Evaluating the Effectiveness of Brief Interpersonal Psychotherapy for Pregnant Women With Depression

Culturally Relevant Brief Interpersonal Psychotherapy (IPT-B) for Perinatal Depression

This study will compare the effectiveness of brief interpersonal psychotherapy versus standard treatment for pregnant women with depression.

Study Overview

• Status: Completed
• Conditions: Depression
• Intervention / Treatment: Behavioral: Brief interpersonal psychotherapy; Behavioral: Facilitated referral for treatment as usual

Detailed Description

Depression is a serious condition affecting millions of people each year. In fact, it is estimated that approximately one in every four women will be treated for a mood disorder, such as depression, at some point in her life. As effective treatment options continue to develop, many women diagnosed with depression are able to resume normal lives and may choose to become pregnant. Also, some women become depressed when pregnant. Interpersonal psychotherapy involves treating psychological difficulties by analyzing problems, talking about possible solutions, and learning more helpful ways of thinking and acting. Brief interpersonal psychotherapy (IPT-B) is a well-tested psychotherapy for depression that has been shortened and modified. The purpose of this study is to evaluate the effectiveness of IPT-B to reduce depressive symptoms in women during pregnancy and to prevent the continuation or recurrence of their depression postpartum.

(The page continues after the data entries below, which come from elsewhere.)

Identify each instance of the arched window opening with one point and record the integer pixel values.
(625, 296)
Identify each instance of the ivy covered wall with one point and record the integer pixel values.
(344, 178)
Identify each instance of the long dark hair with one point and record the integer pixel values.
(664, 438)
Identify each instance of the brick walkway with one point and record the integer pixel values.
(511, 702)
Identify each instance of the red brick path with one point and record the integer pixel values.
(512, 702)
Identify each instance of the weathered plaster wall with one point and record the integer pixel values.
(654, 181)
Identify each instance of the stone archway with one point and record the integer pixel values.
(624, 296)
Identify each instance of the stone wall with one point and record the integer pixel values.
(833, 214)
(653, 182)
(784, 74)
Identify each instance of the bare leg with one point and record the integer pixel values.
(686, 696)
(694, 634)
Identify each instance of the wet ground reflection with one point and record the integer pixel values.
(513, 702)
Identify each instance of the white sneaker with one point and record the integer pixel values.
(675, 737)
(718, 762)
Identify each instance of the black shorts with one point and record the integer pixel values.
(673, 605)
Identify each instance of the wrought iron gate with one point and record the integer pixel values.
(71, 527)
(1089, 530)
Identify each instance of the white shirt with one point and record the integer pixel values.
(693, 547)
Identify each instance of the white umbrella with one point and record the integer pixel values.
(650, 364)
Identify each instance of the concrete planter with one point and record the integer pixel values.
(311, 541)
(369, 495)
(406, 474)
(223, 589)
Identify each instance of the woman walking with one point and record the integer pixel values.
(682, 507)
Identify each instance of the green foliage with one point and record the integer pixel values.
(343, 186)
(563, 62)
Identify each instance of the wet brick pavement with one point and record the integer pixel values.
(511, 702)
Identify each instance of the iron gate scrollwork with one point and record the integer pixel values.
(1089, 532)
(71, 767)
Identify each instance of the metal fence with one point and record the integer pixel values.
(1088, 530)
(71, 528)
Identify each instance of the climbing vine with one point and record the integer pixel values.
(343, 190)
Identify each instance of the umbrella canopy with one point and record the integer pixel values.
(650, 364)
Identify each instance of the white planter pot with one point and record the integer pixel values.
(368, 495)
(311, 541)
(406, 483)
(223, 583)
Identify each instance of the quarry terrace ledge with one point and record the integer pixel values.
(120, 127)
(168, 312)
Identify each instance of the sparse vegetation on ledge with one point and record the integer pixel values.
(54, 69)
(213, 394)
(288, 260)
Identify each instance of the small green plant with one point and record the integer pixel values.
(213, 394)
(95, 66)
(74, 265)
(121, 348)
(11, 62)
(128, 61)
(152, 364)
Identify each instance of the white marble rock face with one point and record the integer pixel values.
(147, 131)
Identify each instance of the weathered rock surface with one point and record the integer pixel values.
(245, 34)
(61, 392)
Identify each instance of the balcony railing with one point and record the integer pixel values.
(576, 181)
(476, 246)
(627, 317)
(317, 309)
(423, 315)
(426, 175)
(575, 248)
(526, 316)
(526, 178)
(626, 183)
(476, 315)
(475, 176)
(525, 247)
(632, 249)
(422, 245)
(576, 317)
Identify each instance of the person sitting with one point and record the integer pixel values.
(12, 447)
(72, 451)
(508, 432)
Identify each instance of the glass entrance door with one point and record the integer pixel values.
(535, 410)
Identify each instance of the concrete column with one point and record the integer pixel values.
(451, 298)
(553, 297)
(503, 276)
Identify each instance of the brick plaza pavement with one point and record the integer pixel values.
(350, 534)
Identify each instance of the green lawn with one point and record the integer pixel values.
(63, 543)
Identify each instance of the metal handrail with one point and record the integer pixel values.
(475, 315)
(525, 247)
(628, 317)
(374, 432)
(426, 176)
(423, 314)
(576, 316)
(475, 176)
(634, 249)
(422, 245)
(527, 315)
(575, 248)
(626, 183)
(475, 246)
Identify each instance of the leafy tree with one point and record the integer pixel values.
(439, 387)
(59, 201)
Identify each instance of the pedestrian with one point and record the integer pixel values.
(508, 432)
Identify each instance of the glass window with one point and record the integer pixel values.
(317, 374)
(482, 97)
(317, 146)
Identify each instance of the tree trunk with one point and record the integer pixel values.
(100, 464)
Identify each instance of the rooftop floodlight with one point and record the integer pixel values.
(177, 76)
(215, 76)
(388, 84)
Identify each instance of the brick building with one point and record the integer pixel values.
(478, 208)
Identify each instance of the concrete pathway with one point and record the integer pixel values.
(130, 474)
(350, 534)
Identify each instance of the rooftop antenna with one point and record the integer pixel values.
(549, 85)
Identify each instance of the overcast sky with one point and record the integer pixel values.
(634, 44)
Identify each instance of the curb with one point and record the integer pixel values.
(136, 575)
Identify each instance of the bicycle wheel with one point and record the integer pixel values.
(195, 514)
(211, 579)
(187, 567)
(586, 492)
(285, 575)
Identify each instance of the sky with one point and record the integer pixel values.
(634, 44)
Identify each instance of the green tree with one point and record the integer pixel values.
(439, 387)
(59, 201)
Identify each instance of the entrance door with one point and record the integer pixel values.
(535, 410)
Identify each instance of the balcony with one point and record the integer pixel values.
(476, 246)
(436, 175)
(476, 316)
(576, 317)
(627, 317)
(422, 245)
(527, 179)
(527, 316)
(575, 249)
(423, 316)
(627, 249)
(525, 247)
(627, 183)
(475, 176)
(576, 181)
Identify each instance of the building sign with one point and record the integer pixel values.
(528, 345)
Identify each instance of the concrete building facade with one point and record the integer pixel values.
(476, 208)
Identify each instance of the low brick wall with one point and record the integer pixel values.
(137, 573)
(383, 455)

Participants in this open-label study will be randomly assigned to receive either IPT-B or a facilitated referral for treatment as usual (F-TAU) at an outpatient clinic or community mental health center. Participants assigned to IPT-B will be scheduled to attend eight treatment sessions along with their prenatal clinic visits within a 16-week period. Each treatment session will begin with a brief 1-minute evaluation to assess participants' level of depression and will end with a brief evaluation of the session. Participants will attend follow-up sessions every 2 weeks until 3 months postpartum and then monthly until 6 months postpartum. These sessions will include evaluation of participants' level of depression, identification of any difficulties or problems that participants may be experiencing, and review of how to manage these problems using skills learned during treatment. Participants assigned to receive F-TAU will be provided with verbal and written information regarding their depressive symptoms. They will also receive a referral for treatment at a behavioral health clinic. Participants receiving F-TAU will be assessed via telephone at Weeks 6 and 12. All participants will be assessed via telephone at Months 2 and 6 postpartum to measure their level of depression.

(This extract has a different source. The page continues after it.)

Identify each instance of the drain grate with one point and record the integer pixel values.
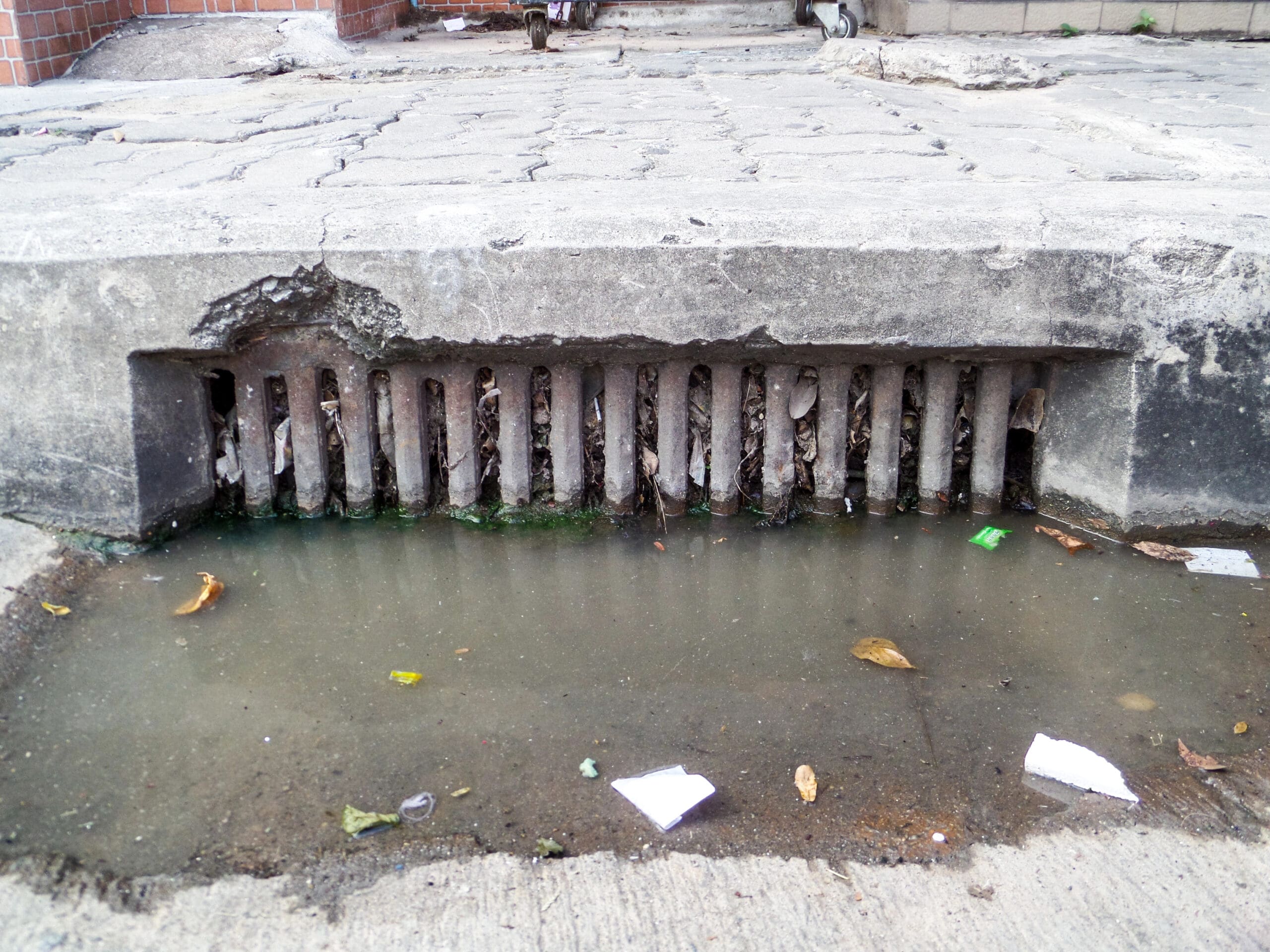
(320, 431)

• Study Type: Interventional
• Enrollment (Anticipated): 60
• Phase: Not Applicable

Contacts and Locations

Study Locations

• United States
  • Pennsylvania
    • Pittsburgh, Pennsylvania, United States, 15213
      • Magee Womens Hospital

Participation Criteria

Eligibility Criteria

• Ages Eligible for Study: 18 years and older (ADULT, OLDER_ADULT)
• Accepts Healthy Volunteers: Yes
• Genders Eligible for Study: Female

Description

Inclusion Criteria:

• Between 8 and 32 weeks of gestation at time of study entry
• A score above 12 on the Edinburgh Postnatal Depression Scale
• Speaks English
• Resides in the Pittsburgh, PA, area
• Access to a household telephone

Exclusion Criteria:

• Currently receiving treatment for depression (i.e., medication or psychotherapy)
• History of a prior manic episode
• Alcohol or drug abuse or dependence within 6 months of study entry
• Psychotic disorder or organic mental disorder
• Suicidal, homicidal, or requires hospitalization
• Severe sexual and/or physical aggression in relationship with partner or husband
• Significant medical illness such as epilepsy, autoimmune disorder, liver dysfunction, or unstable endocrine disease
• Severe cognitive deficits that would prevent treatment with psychotherapy

Study Plan

How is the study designed?

Design Details

• Primary Purpose: TREATMENT
• Allocation: RANDOMIZED
• Interventional Model: PARALLEL
• Masking: NONE

Number of Arms

2

Arms and Interventions

Participant Group / Arm	Intervention / Treatment
EXPERIMENTAL: A	Behavioral: Brief interpersonal psychotherapy; IPT-B sessions include evaluation of participants' level of depression, identification of any difficulties or problems that participants may be experiencing, and review of how to manage these problems using skills learned during treatment.
ACTIVE_COMPARATOR: B	Behavioral: Facilitated referral for treatment as usual; F-TAU includes providing verbal and written information regarding depressive symptoms and a referral for treatment at a behavioral health clinic.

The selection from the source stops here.